Database Indexing (EN)

Things every developer absolutely, positively needs to know about database indexing - Kai Sassnowski

What is an index?

Index is an ordered representation of the indexed data. Why is an order so important? we are searching our data for the subset of the data. And searching through an ordered data is lot more efficient than searching through an unordered list. i.e. Think of binary search.

Why indexing?

It improves query performance. And is in fact one of the most common causes poor application performance.

Think of a phone book has an indexing based on last name. The phone book is ordered for exactly this type of search query.

I.e. If I give you first name, you will have to search through the whole book → bad performance.

How does indexing work? B-Tree

/assets/images/2020-05-21-Database-Indexing/Untitled.png

The leaf nodes are all at the same level such that it guarantees the same number of steps to find every value in the tree.

The leaves also form a doubly-linked list. Why is this important?

Turns out that we spend a lot of times down in the leaf nodes scanning through them. Without the doubly linked list, every time we arrive end of the one leaf node we would need to (1) go back up the tree and (2) find the leaf node, (3) start scanning and so on. That is not very efficient.

Having doubly linked list means that we could simply scan sequentially without having to go back up the tree again.

So what data is stored on these index?

Simple example. Let us say we put index in the name column:

/assets/images/2020-05-21-Database-Indexing/Untitled%201.png

We would have this as our index:

/assets/images/2020-05-21-Database-Indexing/Untitled%202.png

Notice that we do not have EMPLOYEE_ID is not on this index. It only contains the value of the index you put index on.

While this sounds obvious, so many developers get it wrong!

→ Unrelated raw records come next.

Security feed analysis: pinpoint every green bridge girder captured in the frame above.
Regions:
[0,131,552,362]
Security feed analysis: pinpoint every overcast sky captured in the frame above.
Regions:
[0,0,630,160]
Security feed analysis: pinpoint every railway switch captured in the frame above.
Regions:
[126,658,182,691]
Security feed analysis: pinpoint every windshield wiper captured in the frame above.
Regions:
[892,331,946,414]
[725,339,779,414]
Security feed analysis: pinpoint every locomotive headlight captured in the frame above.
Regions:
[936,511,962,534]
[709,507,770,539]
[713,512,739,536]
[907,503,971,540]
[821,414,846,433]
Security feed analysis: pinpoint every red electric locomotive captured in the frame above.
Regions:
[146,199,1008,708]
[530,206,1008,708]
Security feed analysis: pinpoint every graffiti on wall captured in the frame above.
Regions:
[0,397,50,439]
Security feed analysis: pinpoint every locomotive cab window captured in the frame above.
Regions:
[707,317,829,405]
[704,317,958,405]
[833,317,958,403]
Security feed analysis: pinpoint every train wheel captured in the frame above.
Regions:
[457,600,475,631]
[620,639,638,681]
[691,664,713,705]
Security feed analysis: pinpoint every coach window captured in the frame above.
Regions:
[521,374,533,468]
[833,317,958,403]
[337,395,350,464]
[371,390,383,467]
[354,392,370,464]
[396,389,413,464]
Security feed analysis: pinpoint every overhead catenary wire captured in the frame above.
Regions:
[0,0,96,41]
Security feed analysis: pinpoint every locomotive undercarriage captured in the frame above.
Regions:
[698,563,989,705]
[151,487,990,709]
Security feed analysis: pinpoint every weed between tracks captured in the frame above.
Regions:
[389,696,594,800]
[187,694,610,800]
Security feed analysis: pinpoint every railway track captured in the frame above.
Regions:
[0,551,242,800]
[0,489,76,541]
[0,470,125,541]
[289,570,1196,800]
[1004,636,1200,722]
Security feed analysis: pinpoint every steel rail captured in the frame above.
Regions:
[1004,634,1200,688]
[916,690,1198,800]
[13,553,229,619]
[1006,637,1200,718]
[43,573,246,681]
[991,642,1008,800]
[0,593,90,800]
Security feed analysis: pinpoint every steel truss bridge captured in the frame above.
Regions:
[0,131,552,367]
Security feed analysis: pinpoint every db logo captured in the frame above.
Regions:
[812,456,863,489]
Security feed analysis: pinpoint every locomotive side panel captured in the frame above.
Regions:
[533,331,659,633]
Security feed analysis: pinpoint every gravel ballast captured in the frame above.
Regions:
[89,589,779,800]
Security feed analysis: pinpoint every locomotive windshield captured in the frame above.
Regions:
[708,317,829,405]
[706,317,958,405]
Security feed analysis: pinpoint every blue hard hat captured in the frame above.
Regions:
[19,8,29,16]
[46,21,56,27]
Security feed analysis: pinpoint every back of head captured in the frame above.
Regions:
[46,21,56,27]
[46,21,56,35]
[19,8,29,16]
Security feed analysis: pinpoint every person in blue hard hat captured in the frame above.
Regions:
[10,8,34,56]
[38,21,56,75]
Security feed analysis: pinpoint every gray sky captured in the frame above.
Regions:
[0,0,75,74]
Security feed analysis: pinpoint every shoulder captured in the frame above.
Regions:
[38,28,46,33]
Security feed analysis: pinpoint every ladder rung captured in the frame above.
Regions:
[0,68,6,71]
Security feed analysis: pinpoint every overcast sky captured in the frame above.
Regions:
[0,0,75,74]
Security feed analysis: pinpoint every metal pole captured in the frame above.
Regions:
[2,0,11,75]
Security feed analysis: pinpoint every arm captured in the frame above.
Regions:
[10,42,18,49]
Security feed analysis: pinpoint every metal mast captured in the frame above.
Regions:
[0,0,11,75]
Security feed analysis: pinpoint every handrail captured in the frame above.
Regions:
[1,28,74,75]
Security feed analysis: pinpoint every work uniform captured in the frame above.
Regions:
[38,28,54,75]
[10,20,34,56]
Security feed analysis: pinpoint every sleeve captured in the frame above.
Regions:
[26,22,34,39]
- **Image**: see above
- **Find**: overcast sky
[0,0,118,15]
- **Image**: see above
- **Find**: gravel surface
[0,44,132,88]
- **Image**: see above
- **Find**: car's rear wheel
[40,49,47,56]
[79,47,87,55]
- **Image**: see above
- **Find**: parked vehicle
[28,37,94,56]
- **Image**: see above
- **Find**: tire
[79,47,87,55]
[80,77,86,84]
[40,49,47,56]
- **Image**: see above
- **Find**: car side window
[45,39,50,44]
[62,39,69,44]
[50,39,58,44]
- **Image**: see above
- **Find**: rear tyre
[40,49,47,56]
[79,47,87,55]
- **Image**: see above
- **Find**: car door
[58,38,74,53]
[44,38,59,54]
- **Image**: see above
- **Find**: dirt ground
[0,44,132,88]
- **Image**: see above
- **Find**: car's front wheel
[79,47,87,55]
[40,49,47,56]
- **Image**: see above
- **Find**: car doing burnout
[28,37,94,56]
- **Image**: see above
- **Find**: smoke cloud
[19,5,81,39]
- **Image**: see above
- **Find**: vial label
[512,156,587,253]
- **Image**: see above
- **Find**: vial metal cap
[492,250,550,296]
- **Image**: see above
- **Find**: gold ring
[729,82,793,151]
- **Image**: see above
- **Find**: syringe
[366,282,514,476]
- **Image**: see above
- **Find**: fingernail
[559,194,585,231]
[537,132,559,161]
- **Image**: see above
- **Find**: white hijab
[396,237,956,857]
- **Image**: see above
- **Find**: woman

“Well, it’s like a copy of your database table, ordered by different columns” This is incorrect!

This has consequences and we will see why it is important to know what data is actually stored on the index.

How do I get back to the table if I want to know EMPLOYEE_ID of taylor?

ROWID - database internal identifier that identifies a particular row in the table. THIS IS NOT YOUR PRIMARY KEY. It is a database internal value

What are the consequences of choosing this data structure?

  • Searching for a value is very, very fast! (Binary search)
  • As a result, it has scales really, really well. (Logarithmic scalability) So no matter how large your n is this will keep performing.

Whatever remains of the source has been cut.